In today’s sharply divided political landscape, the rancorous ongoing debate over healthcare policy yields very few propositions that garner widespread bipartisan support among the nation’s policymakers. Yet here is one broadly supported proposition: to reduce the cost of care while increasing both quality and efficiency, care should be coordinated across the myriad settings in which it is provided.
From fans of the Affordable Care Act (ACA) on the left to acolytes of the libertarian CATO Institute on the right, this basic notion of “care coordination” occupies a central place in most every credible health reform proposal out there. Yet a half-decade into the age of the Accountable Care Organization (ACO) broad care coordination remains more aspiration than reality, in part because modern information technology remains woefully underutilized in healthcare.
The key ingredient to successful care coordination is sharing of patient information. A care provider with access to her patient’s full care team and entire medical record does not order redundant or unnecessary tests. She does not waste time and effort taking a patient history before every care encounter. Most importantly, she makes far fewer errors than do providers who lack a full view of their patients’ healthcare.
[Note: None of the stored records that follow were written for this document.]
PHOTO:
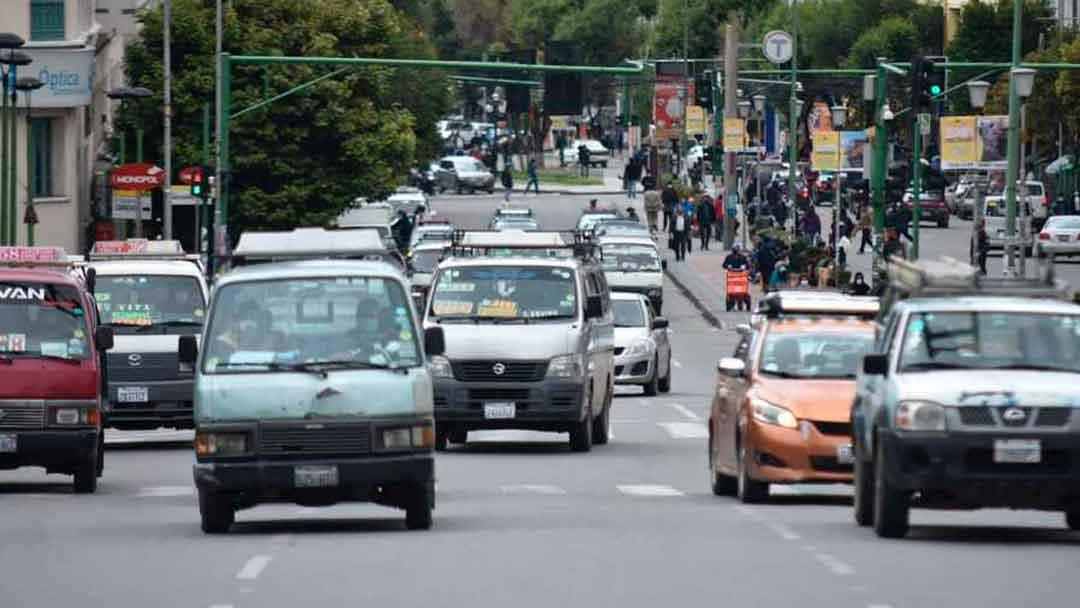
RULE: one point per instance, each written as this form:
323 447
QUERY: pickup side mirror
594 307
189 350
434 341
103 338
876 365
732 367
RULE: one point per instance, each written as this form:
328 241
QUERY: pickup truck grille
313 440
22 415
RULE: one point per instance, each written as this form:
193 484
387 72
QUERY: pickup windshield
991 340
42 321
310 324
500 293
134 302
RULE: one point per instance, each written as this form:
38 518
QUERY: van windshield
504 293
310 325
134 302
42 321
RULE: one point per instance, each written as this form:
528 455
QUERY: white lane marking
684 410
532 489
648 489
783 531
254 567
165 491
834 565
685 430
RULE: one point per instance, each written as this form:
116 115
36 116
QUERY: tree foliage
301 160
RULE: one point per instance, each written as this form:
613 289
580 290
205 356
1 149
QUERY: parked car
463 174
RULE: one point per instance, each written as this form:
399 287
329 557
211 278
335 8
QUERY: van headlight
566 366
440 367
920 416
770 414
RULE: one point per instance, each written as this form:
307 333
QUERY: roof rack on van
484 242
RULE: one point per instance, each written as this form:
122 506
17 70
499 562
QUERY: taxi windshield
42 321
310 325
504 293
814 353
631 258
991 340
136 302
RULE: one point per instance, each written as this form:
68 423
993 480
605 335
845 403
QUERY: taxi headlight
920 416
566 366
769 414
440 367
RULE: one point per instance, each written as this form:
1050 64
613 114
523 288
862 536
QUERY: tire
420 504
665 383
216 513
864 492
653 386
891 507
748 490
581 434
85 474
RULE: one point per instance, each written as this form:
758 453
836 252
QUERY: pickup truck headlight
920 416
440 367
769 414
208 443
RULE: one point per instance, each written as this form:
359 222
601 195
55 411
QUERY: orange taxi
781 410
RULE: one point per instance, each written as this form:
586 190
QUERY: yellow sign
696 120
734 134
826 150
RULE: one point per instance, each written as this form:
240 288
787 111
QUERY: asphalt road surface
522 522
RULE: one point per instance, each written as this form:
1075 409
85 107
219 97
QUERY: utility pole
167 206
730 110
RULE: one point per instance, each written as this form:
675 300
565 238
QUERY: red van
52 366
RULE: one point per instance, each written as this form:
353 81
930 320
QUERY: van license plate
499 410
133 394
315 476
844 455
1023 451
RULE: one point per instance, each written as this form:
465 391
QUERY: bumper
959 470
791 456
549 405
268 481
56 450
170 404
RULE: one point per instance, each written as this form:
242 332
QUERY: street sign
137 176
925 123
778 46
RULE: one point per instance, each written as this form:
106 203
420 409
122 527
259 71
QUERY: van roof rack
491 242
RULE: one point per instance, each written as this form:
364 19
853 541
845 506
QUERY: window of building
46 19
41 178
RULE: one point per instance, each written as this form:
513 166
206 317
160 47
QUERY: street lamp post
121 94
28 85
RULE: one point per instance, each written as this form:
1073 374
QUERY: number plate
1023 451
845 455
315 476
133 394
499 410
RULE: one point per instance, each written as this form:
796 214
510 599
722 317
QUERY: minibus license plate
499 410
1023 451
313 476
133 394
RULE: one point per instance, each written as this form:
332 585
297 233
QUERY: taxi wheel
216 513
891 507
748 490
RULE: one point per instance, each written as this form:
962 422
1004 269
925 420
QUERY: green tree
299 161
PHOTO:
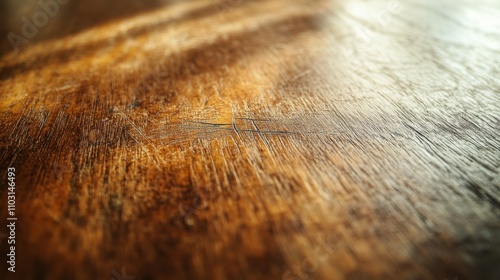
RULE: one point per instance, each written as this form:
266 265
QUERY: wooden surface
254 140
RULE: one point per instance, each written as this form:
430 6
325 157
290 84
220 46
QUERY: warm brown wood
254 140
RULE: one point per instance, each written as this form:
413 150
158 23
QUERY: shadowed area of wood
254 140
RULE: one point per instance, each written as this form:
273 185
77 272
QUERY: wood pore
232 139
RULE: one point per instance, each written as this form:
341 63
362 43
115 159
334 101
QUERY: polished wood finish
255 140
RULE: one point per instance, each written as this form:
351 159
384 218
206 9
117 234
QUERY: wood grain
271 139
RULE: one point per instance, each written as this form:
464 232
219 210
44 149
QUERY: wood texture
254 140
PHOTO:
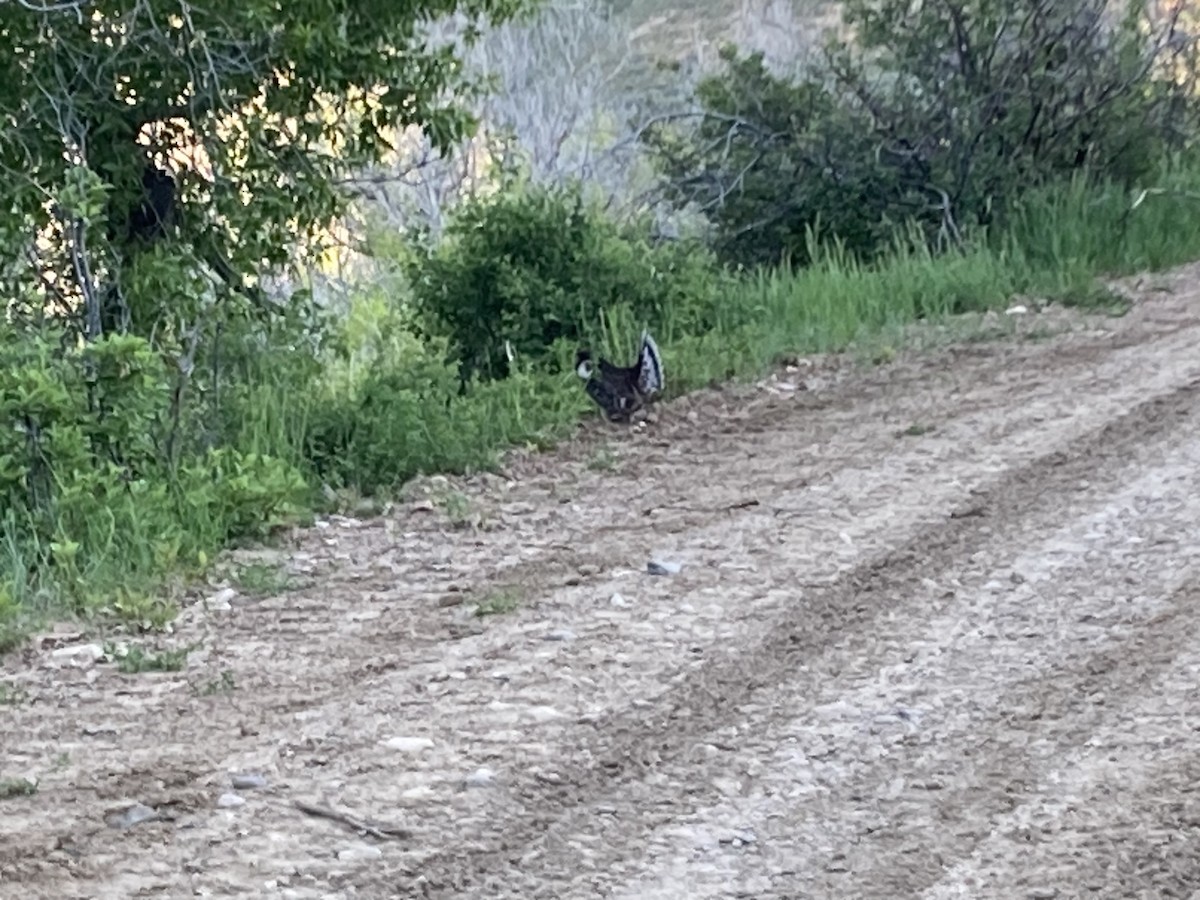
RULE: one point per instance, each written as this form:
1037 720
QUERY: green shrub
940 114
517 271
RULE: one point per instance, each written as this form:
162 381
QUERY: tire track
630 747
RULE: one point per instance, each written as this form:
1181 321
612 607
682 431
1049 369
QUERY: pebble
221 600
247 781
408 744
481 777
133 815
663 567
359 852
78 654
544 714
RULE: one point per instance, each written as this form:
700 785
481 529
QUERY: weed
222 684
603 460
17 787
498 603
459 509
12 695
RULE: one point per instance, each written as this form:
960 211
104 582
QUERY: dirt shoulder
934 634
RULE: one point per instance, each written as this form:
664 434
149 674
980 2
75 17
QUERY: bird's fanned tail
649 369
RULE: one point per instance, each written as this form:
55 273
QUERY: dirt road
935 634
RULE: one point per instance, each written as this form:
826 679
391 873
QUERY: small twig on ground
375 829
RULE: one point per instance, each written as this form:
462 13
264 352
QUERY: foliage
940 113
93 507
525 268
221 127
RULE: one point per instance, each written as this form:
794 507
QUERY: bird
622 390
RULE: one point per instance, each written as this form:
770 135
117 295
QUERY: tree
937 113
210 132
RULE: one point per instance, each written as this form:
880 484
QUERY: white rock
79 654
480 778
408 745
359 852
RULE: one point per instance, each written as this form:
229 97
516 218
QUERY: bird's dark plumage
622 390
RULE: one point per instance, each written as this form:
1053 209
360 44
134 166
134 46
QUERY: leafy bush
93 502
526 268
940 114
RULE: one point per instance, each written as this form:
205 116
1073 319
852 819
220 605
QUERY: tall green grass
391 408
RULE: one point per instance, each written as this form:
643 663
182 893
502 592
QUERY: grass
497 603
1053 245
17 787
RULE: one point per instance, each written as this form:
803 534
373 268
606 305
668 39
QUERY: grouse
618 390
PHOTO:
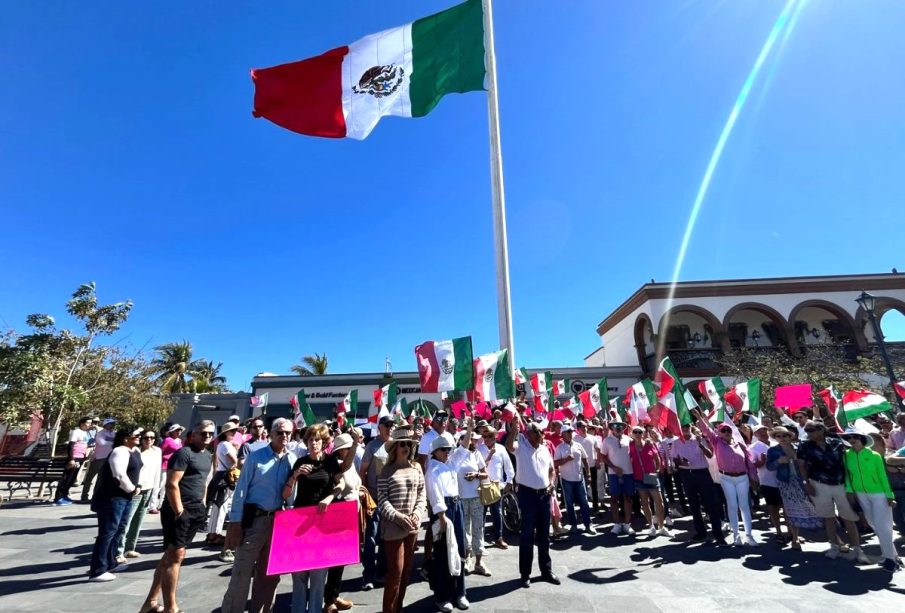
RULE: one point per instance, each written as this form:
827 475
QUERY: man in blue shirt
258 496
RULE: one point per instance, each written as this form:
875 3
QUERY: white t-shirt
617 452
570 471
80 438
464 462
428 438
225 449
589 444
766 477
532 466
Health information technology (“health IT”) is the delivery mechanism for this all-important information exchange.
To-date, policymakers have taken an unnecessarily limited approach to spurring care coordination. Value-based payment models, such as Accountable Care Organizations (ACOs) created by the ACA, are meant to create new contexts in which providers entering into particular partnerships can jointly share in the cost-savings generated by broad coordination of care. That is fine so far as it goes, but by defining specific contexts in which care coordination is enabled, government has in effect decreed that coordination shall occur within the confines of closed, federally approved bureaucratic structures, but not outside of them and not between them. This leaves a lot of potential savings and efficiency on the table.
Worse, the advent of these models has accelerated consolidation in healthcare. The administrative burdens of participation in, say, an ACO requires management by a full team of administrative and business personnel. This leaves the nation’s independent providers with an untenable choice: forego independence and join an ACO, or forego participation in the important movement toward coordinated, high quality, and lower cost healthcare.
In truth, as anyone carrying a smartphone intuitively understands, the IT necessary to broadly coordinate care exists and is available to providers. What is lacking currently is the legal flexibility necessary to allow technology providers to empower care providers to both remain independent (if they wish) and coordinate care without assuming the burden of a large new organizational bureaucracy. This is the problem that our Independent Risk Manager (IRM) proposal, recently recognized by the Pioneer Institute with a Better Government Award, seems to address.
The technological proposition is relatively simple: non-provider organizations should be able to use modern health IT to manage patient and claims data on behalf of care providers at low cost and independent of any administrative structure, empowering those providers to practice in the environments they choose.
The policy proposition is even simpler: the exemptions and permissions that currently allow for successful care coordination within specific contexts should be extended to allow coordination broadly.
We are honored by the Pioneer Institute’s recognition, and hopeful that it will bring the IRM to the attention of policymakers inclined to put some regulatory flexibility behind that rare bipartisan policy imperative.